Op-Ed: The FDA’s problem with misinformation |…


This week, the Food and Drug Administration (FDA) launched a new initiative designed to tackle “the growing spread of rumors, misinformation and disinformation about science, medicine, and the FDA.” Describing this move as “rumor control,” it is primarily aimed at myths and false information about COVID-19 vaccines, but in the tobacco and nicotine policy area, the FDA itself has been guilty of providing very damaging misinformation of its own.

Announcing the initiative, FDA Commissioner Dr. Robert Califf declared that the “distortions and half-truths of misinformation and disinformation pose enormous dangers to the effectiveness of science and to public health itself, through the negative impact it has on individual behavior.” And he promised to make “combating misinformation one of [his] priorities.”

If he is to be true to his vow, he could begin by reviewing the misinformation about vaping products currently being displayed on the FDA website. On a page detailing the results of the latest annual National Youth Tobacco Survey (NYTS), one graphic decries “about 1 in 4 [U.S. youth] use e-cigs daily.” This is simply untrue. In reality, the NYTS survey found that only 3.1 percent of youths vaped on more than 20 days per month, a vast difference from the claimed 25 percent.

The FDA website also carries youth vaping prevention posters to be used by various groups including doctors, schools, and state and local public health agencies. These claim, amongst other dangers, that “[n]icotine can rewire a teen’s brain to crave more nicotine and can create addiction,” despite there being no scientific basis for this claim. In fact, an academic analysis of the NYTS surveys has noted that “frequent use and signs of e-cigarette dependence remained rare in students who had only ever used e-cigarettes and never any other tobacco product.”

The FDA also regularly warns that “using nicotine as a teen may have enduring impacts on attention, learning, and memory,” but fails to mention that the so-called science they cite for this claim was only performed on rats, which are widely regarded not to be an accurate proxy for assessing impact on humans. The FDA scientists are fully aware that studies on rodents are weak and inconclusive, but are happy to sow confusion and doubt about alternatives to combustible tobacco.
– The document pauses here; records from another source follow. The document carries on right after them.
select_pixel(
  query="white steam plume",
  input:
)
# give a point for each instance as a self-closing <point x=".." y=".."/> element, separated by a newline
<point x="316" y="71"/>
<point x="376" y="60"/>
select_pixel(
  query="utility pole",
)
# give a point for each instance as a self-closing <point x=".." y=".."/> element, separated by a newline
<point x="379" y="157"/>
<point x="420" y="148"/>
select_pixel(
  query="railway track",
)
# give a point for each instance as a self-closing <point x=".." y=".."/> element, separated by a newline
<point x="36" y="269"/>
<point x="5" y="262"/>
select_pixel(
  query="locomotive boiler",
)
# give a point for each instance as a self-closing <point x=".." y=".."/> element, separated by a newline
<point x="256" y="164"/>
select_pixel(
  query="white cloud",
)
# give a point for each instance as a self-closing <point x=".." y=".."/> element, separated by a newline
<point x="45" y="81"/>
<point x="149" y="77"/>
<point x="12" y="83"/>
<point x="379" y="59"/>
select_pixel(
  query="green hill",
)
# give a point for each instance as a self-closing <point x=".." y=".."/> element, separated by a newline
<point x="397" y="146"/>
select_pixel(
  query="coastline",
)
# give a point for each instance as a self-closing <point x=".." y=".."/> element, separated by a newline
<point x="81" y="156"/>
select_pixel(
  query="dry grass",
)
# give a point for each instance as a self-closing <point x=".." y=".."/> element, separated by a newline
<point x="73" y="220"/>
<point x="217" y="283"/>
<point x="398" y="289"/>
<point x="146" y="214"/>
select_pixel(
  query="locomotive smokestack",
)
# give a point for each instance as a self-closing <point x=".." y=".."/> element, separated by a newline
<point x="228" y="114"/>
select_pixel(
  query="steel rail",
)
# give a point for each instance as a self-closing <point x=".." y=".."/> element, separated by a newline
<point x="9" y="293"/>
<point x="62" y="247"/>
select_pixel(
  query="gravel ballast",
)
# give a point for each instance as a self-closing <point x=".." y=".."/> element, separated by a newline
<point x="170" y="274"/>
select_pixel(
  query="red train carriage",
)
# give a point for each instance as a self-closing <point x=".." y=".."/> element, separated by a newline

By far the most egregious misinformation peddled by the FDA was its handling of the lung injury outbreak in 2019. From the outset, both the FDA and the Centers for Disease Control (CDC) were all too keen to make propaganda capital out of an issue that resulted in dozens of deaths. The event was categorized as E-cigarette or Vaping Acute Lung Injury (EVALI), as both agencies instantly pointed the finger at all vaping despite there being no outbreak of lung injuries related to nicotine vaping anywhere else in the world.

It was clear in August 2019 that the problem was specific to illicit black market THC pods, but both FDA and CDC persisted with labelling EVALI as a nicotine vaping problem. This was the very definition of misinformation that Dr. Califf has commented on this week.
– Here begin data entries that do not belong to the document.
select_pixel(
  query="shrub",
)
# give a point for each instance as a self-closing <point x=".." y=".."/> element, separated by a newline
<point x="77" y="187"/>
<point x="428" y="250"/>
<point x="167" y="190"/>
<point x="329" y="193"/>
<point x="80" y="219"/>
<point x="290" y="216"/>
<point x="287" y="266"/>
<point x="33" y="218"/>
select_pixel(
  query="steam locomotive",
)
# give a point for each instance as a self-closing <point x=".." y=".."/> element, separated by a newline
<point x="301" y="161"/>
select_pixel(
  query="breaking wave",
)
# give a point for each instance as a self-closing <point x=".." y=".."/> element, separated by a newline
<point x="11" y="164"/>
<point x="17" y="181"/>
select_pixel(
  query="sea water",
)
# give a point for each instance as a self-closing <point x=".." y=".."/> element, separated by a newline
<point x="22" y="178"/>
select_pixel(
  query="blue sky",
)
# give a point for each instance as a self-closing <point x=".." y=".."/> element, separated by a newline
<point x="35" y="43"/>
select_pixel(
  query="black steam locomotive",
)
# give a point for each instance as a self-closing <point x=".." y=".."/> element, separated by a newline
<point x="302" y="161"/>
The panic this misinformation created not only scared many smokers away from vaping, thereby perpetuating harm, but also resulted in a failure to give a clear warning about the deadly nature of illicit THC vapes on sale in 2019. Califf describes misinformation as potentially having a “negative impact … on individual behavior,” and in the case of EVALI it is quite possible that misinformation presented by the FDA and CDC caused many to continue use of a lethal illicit product.

The FDA’s poor behavior and disingenuous risk communication has contributed to the shameful situation where only a pitiful 2.6 percent of the American public correctly believe that vaping is “much less harmful” than smoking cigarettes, according to the US National Cancer Institute HINTS survey. This distortion is effectively ensuring that many people will continue to smoke because of being poorly informed of the relative risks.
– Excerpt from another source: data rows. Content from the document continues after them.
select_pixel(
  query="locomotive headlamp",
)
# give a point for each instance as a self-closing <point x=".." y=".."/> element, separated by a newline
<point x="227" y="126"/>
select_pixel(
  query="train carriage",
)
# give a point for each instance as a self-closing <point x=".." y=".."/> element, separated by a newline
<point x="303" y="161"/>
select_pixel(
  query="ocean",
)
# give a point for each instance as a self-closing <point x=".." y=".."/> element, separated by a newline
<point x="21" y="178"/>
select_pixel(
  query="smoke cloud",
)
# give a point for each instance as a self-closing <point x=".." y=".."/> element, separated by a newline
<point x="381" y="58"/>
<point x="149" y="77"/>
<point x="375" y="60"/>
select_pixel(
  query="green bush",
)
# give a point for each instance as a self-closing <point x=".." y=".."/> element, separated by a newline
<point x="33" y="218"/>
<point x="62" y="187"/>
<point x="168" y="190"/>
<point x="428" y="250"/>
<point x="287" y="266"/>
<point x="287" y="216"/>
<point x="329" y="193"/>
For the FDA to trumpet a campaign against misinformation when it has, and still does, spread “rumors, misinformation and disinformation about science” of its own about vaping products is top drawer hypocrisy.

If the FDA Commissioner wants to wage a war on misinformation and misrepresentation of science, he should start by tackling the distortions and half-truths peddled by his own organization.

Martin Cullip is International Fellow at The Taxpayers Protection Alliance’s Consumer Center and is based in South London, UK.